サイト管理者は投稿者に意見照会し(上図②~③)、回答を裁判手続に反映させますが、認容判決ならば住所氏名等の情報が開示されます(上図④)。
SNSのアカウント情報
SNSには、通常、サイト利用者のメールアドレスと電話番号(二段階認証用)が登録されているので、サイト管理者に対し、電話番号とメールアドレスの開示訴訟を提起します(上図①)。TwitterなどのSNS事業者はカリフォルニア州法人のため、訴状の送達だけで4~5か月かかります。そのため、第1回期日は半年先に設定され、そこからの審理になるため、判決までに9か月~1年ほどかかります。

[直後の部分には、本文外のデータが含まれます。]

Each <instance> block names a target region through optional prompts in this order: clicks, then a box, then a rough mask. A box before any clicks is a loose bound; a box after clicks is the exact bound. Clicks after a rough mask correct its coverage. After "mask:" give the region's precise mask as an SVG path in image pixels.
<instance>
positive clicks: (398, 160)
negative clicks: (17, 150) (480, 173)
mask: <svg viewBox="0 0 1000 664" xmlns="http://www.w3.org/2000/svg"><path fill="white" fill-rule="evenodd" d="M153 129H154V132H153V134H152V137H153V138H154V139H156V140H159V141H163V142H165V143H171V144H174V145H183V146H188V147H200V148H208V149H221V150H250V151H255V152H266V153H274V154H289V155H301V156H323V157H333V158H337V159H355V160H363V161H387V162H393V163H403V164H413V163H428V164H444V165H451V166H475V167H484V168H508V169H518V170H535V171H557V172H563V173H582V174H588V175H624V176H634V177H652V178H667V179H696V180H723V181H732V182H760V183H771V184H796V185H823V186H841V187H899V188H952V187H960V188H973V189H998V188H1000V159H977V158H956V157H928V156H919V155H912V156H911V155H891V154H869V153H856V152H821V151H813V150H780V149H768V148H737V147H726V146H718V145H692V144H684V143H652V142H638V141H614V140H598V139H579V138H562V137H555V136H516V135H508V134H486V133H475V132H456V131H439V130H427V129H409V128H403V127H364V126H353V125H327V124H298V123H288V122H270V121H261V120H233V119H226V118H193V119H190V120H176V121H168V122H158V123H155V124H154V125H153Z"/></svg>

SNS事業者は、意見照会(上図②~③)はしていないように見えます。
訴訟の結果、認容判決ならばアカウント情報が開示されます(上図④)。電話番号については、弁護士会の23条照会により住所氏名を照会し、使用者の住所氏名の情報を取得します。
発信者情報開示命令制度
https://kandato.jp/newproseki/
実名登録サイト
実名登録サイトを相手方として、サイトに登録されている住所氏名について、発信者情報開示命令を申し立てます(新法8条、上図①)。
サイト管理者は、会員の「意見(当該開示の請求に応じるべきでない旨の意見である場合には、その理由を含む。)を聴かなければならない」(新法6条1項)とあるので、意見照会します(上図②)。
審問期日(新法11条3項)を経た結果、開示命令が発令されると、会員の住所氏名などが開示されます(上図③)。
開示命令が発令されたときは、「開示の請求に応じるべきでない旨の意見を述べた当該発信者情報開示命令に係る侵害情報の発信者に対し、遅滞なくその旨を通知しなければならない」とあるので(新法6条2項)、開示に不同意とした投稿者へは、発令されたことを通知する必要があります。
SNSアカウントの登録情報
SNSのアカウント情報(電話番号、メールアドレス)について開示命令申立する場合も、基本的なところは同じと考えられます。
現行制度が訴訟必須なのと比べて変わるのは、海外法人の呼出にかかる期間だと思います。現行制度では第1回口頭弁論期日までに半年以上かかるのに対し、新制度では、仮処分の呼出が2~3週間、借地非訟の呼出が1~1.5か月であることに照らし、第1回審問期日まで1~1.5か月程度と予想されます。
条文では意見照会が必須と書いてありますが(新法6条1項)、SNS事業者は今でも実施していないようなので、新制度でも実施しないのではないでしょうか。
開示命令が発令されると、アカウント情報が開示されます。
考察
電話会社に開示命令の申立ができるか?
SNS事業者から電話番号を開示された後、現行制度では弁護士会23条照会で住所氏名を照会しているわけですが、新制度でも同じなのでしょうか。電話会社を相手方として、開示命令申立はできないのでしょうか?
条文上、できないと思います。
発信者情報開示命令の申立は、新法5条1項、2項による請求と規定されているので(新法8条)、新法5条1項、2項を見ると、1項は特定電気通信役務提供者、2項は関連電気通信役務提供者に対する開示請求となっています。
ということは、侵害情報を流通させた特定電気通信役務提供者でもなく、侵害関連通信を媒介した関連電気通信役務提供者でもない(少なくとも証明・疎明できない)電話会社に対し、発信者情報開示命令の申立はできない、となるはずです。
メールアドレスの開示命令の申立ができるか?
SNS事業者からメールアドレスを開示された場合も同様の問題が生じます。メールアドレスを提供している事業者に対し、メールアドレス登録者の情報を開示命令申立できるか、との問題です。
こちらも条文上、できないと思います。理由は上記と同じです。
メールアドレスを提供している事業者は、特定電気通信役務提供者ではなく、関連電気通信役務提供者でもないためです。
「意見聴取」?
現行制度では、投稿者の意見を「聴く」手続を「意見照会」と呼んでいますが、新法6条2項、附則2条に「意見聴取」なるキーワードが出ていますので、今後は意見聴取に変更かもしれません。